R: Sim! Porém este imposto vai afetar apenas o consumo de produtos importados. Pode haver de fato um efeito perverso, pois a demanda que está hoje sendo suprida através da oferta de veículos importados pode ser deslocada para produtos produzidos aqui, o que pode trazer mais pressões inflacionárias na indústria.
F. Mas e se os Chineses adotam práticas injustas de comércio? Não temos o direito de nos defender?
R: Justo! Porém há formas mais adequadas e eficazes de se combater neste front. Por que o Brasil não entra na OMC com uma representação contra a China e contra os outros países que possam estar adotando práticas injustas de comércio? Por que o Brasil não bate mais forte nos governantes Chineses nos organismos e nos encontros internacionais, da mesma forma que os EUA o fazem? O próprio Min. Guido falou hoje que irá atacar a China no OMC se China atacar Brasil. Por que o Guido já não atacou os Chineses antes? Tal medida do IPI é sem dúvida protecionista e vai acabar fazendo que inúmeros países na Europa e na Ásia entrem com representações contra o Brasil. Pode ser que com esta medida passemos de possíveis vítimas a réus confessos.
G. Mas e se não conseguimos de fato produzir carros mais baratos que os Chineses, como podemos ter uma indústria aqui sem impor restrições como esta?
R: De fato não dá! Porém se não conseguimos produzir ao mesmo custo dos Chineses, Alemães e Coreanos e se apurarmos que estes não adotam práticas comerciais ilegítimas, devemos parar e refletir sobre isto antes de sair atirando. Precisamos aumentar a produtividade aqui, reduzindo custo unitário de produção. Não tem jeito. Talvez a solução esteja na redução de nossa carga tributária que talvez seja elevada quando comparada a incidente sobre empresas na Alemanha, Coréia e China. Porém para reduzir a carga tributária seria preciso reduzir os gastos do governo, o que politicamente é algo bastante difícil de fazer.

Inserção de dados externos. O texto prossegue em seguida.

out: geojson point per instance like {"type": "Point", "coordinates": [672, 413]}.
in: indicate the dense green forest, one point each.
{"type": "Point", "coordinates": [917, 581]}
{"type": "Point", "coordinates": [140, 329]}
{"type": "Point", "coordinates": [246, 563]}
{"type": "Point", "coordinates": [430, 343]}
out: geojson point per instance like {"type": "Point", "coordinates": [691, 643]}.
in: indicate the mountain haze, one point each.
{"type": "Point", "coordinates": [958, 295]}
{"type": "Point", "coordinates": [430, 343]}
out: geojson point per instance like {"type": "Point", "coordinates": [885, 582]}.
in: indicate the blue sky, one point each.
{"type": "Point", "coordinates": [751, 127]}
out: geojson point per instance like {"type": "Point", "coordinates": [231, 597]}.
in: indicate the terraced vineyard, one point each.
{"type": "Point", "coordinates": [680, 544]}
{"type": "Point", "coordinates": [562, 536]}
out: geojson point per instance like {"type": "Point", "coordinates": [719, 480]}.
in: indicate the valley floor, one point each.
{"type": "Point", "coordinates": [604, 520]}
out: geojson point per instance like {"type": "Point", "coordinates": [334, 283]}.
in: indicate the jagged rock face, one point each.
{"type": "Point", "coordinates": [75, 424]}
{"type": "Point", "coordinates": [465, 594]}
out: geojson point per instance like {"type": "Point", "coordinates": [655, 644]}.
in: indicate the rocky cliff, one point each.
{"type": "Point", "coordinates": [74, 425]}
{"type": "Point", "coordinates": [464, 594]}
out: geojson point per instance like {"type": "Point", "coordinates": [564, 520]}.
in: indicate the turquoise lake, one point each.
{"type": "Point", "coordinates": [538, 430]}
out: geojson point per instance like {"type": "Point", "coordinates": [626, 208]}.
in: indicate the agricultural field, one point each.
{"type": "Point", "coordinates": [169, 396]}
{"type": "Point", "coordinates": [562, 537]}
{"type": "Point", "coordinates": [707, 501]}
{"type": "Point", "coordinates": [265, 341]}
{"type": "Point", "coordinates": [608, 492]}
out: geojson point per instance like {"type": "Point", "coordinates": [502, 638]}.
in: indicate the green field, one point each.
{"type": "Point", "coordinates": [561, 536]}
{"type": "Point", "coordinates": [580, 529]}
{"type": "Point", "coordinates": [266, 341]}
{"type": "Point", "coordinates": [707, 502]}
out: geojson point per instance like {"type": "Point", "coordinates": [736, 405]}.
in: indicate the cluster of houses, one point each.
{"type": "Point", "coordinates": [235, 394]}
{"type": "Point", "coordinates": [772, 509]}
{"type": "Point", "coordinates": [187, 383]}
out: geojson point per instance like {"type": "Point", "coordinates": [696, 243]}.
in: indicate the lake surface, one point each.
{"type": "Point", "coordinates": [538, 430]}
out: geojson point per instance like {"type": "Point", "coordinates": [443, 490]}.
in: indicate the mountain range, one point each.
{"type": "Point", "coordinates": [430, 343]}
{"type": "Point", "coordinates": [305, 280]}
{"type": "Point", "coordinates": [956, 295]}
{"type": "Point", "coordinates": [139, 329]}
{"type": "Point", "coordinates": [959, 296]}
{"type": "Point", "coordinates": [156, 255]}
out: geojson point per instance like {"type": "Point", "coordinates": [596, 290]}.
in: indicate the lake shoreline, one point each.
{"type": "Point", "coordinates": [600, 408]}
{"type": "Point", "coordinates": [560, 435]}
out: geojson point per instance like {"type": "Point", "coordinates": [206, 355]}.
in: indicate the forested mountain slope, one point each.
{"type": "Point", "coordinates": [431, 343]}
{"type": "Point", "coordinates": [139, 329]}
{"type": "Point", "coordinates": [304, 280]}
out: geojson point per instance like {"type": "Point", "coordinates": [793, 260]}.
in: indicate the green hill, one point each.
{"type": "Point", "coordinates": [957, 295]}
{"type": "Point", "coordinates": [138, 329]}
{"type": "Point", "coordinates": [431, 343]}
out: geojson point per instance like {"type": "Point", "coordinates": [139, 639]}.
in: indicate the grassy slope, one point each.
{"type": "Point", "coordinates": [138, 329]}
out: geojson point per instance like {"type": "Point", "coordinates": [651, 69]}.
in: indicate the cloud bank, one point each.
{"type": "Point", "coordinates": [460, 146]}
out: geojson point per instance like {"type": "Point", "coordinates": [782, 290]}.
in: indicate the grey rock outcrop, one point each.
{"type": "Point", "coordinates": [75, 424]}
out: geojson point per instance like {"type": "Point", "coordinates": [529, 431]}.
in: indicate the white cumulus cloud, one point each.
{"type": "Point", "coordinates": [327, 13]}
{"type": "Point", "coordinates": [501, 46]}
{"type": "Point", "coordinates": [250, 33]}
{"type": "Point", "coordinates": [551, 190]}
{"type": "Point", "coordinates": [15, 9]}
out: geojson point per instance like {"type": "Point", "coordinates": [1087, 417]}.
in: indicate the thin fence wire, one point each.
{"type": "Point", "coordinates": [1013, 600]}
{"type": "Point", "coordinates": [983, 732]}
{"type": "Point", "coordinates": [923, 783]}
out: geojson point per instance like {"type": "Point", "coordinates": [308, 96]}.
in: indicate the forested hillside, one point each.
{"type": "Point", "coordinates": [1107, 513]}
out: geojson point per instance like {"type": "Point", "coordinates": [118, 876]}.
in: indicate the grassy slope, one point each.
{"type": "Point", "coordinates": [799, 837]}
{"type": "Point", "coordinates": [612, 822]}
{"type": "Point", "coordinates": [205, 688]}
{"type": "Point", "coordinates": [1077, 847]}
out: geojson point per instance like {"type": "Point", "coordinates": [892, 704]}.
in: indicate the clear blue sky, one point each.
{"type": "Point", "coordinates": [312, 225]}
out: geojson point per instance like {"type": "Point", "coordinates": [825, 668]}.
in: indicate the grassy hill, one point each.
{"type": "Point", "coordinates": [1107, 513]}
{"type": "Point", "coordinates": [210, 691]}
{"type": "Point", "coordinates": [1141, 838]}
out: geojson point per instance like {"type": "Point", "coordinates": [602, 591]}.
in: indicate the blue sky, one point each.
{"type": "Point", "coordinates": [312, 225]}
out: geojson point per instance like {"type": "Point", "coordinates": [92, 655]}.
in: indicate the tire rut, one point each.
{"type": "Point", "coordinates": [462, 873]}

H. Mas e se acontecer o mesmo problema em outros setores, como informática, tecnologia e telecomunicações, onde nossa indústria local não consiga competir com importações, o governo não deveria protegê-las?
R: Sem dúvida. Assumindo que esta política de proteção seja uma política de Estado e que não fora desenhada apenas para proteger alguns poucos industriais de um determinado setor, tal política deveria ser adotada em outros setores que estejam sujeitos a forte competição internacional. Se algum empresário sofre com a competição internacional, asiática de preferência, da mesma forma que os coitadinhos da indústria automobilística e de autopeças, eu recomendo que estes façam representações junto ás suas entidades representativas neste sentido. Todos merecem proteção comercial a luz desta nova política de governo. O precedente foi aberto!
I. Mas se todos reagirem assim, não teríamos uma elevação generalizada nos preços dos bens e produtos?
R: Sim, nos setores onde produtos importados são hoje mais competitivos, como no setor de bens duráveis, preços subiriam caso se adote tal política do IPI sobre importados. Infelizmente este é o efeito colateral do protecionismo. Ao impedir que importados cheguem aqui a preços competitivos o governo acaba aumentando o custo de vida das pessoas. A competição dos produtos importados impede que empresários locais aumentem seus preços de forma abusiva. O chato é que tal medida veio logo num momento em que a inflação de serviços e de alimentos está bombando e que precisamos de uma âncora para a elevação de preços locais.
J. Podemos sofrer retaliações destes países? Praticamos outras formas de subsídio ou proteção?
R: Podemos sim. O BNDE´s empresta dinheiro subsidiado a empresas. Governo capta recursos taxas de mercado e os empresta a taxas subsidiadas ao BNDES que os repassa a alguns exportadores. Esta prática pode ser considerada como subsídio a exportação.
K. E se todos os países adotarem medidas assim uns contra os outros, não podemos ter uma forte redução no comércio internacional que levaria a uma recessão global?
R: Sim. Isto aconteceu logo depois da crise de 29. E as conseqüências geopolíticas de uma guerra de protecionismo comercial transcendem as seqüelas econômicas: guerras de fato muitas vezes nascem nestas situações.